Dr Rangi De Silva believes the key to successful development lays in workforce capacity-building. Looking for ways to translate this into practice, Rangi participated in the Australian Volunteers Program; an Australian Government initiative delivered by AVI that supports skilled Australians to contribute to locally-driven, sustainable development overseas.
De Silva volunteered from February to August 2018 as part of the Solomon Islands Graduate Internship Supervision and Support Project (SIGISSP). Funded by DFAT through the Australian High Commission, Honiara, the SIGISSP aims to develop the supervisory capacity of the Solomon Islands Ministry of Health and Medical Services in order to manage the large numbers of foreign-trained medical graduates (FTMG) returning to Solomon Islands. During her assignment, Rangi taught and mentored bridging interns and junior doctors. She also taught obstetric emergency medicine to midwives and junior doctors and research methods to O&G staff. In addition, she provided clinical services and assisted with clinical protocol development.

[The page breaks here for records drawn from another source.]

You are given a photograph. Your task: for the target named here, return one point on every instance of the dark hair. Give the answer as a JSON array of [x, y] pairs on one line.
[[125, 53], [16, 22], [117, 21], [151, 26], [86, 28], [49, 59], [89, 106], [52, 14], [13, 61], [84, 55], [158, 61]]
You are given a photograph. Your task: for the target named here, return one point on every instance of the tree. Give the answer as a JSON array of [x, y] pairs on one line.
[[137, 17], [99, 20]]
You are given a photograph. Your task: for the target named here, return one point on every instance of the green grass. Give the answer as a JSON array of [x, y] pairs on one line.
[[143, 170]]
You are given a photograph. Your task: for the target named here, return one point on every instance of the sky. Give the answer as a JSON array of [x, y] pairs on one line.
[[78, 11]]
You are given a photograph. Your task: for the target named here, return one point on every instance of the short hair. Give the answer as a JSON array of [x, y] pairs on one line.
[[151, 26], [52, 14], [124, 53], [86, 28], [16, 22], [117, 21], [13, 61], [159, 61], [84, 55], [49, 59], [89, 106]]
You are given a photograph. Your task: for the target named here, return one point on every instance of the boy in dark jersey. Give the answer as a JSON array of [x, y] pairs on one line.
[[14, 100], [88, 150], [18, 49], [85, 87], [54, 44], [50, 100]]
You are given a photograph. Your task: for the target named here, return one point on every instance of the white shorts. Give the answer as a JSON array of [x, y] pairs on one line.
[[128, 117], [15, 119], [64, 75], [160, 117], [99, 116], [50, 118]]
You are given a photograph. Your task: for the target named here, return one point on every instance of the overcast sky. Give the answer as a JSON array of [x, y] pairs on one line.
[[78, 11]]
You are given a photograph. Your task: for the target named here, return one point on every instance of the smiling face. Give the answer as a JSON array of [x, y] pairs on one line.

“There is so much value in providing clinical service provision, but I think education and capacity development and training is where you make a lasting difference, because when you leave hopefully what’s been taught will last”, says De Silva.
Volunteering for SIGISSP taught Rangi the limitations that her O&G colleagues in the Pacific experience daily in their working lives; gaining a deeper understanding of the challenges faced daily by individuals and patients on the ground. However, she noted her volunteering has built resilience in the communities she worked with.
“Those bridging interns are the future of the medical system in the Solomon Islands. All of those interns will form the future of the doctors in the hospitals and the provinces. I hope the research that we started will help build resilience. I hope that it gives clinicians and healthcare providers a voice for the problems and potential solutions that they see day to day.”
Noting that data is a powerful tool to provide to the Ministry of Health, Australian Government, WHO, and other influential partners and stakeholders to make a difference, Rangi has kept an ongoing relationship with her colleagues in the Solomon Islands. She will soon return to continue with her work on research methods education and finalise protocol development. She’s also looking forward to supporting the newly founded journal club and get new research projects underway.
Rangi wholeheartedly encourages her fellow RANZCOG members to volunteer overseas.
“Go for it! It’s such a great positive thing to do but think carefully of all the aspects of it as well as your own motivation. Having a good understanding of your goals helps you make the best impact you can and helps you be of benefit to the community.”
December 5 is International Volunteers Day, a time to celebrate the efforts and contributions of volunteers around the world. Today RANZCOG would like to acknowledge and celebrate Dr Rangi De Silva’s achievements along with all members who volunteer in Australia and overseas.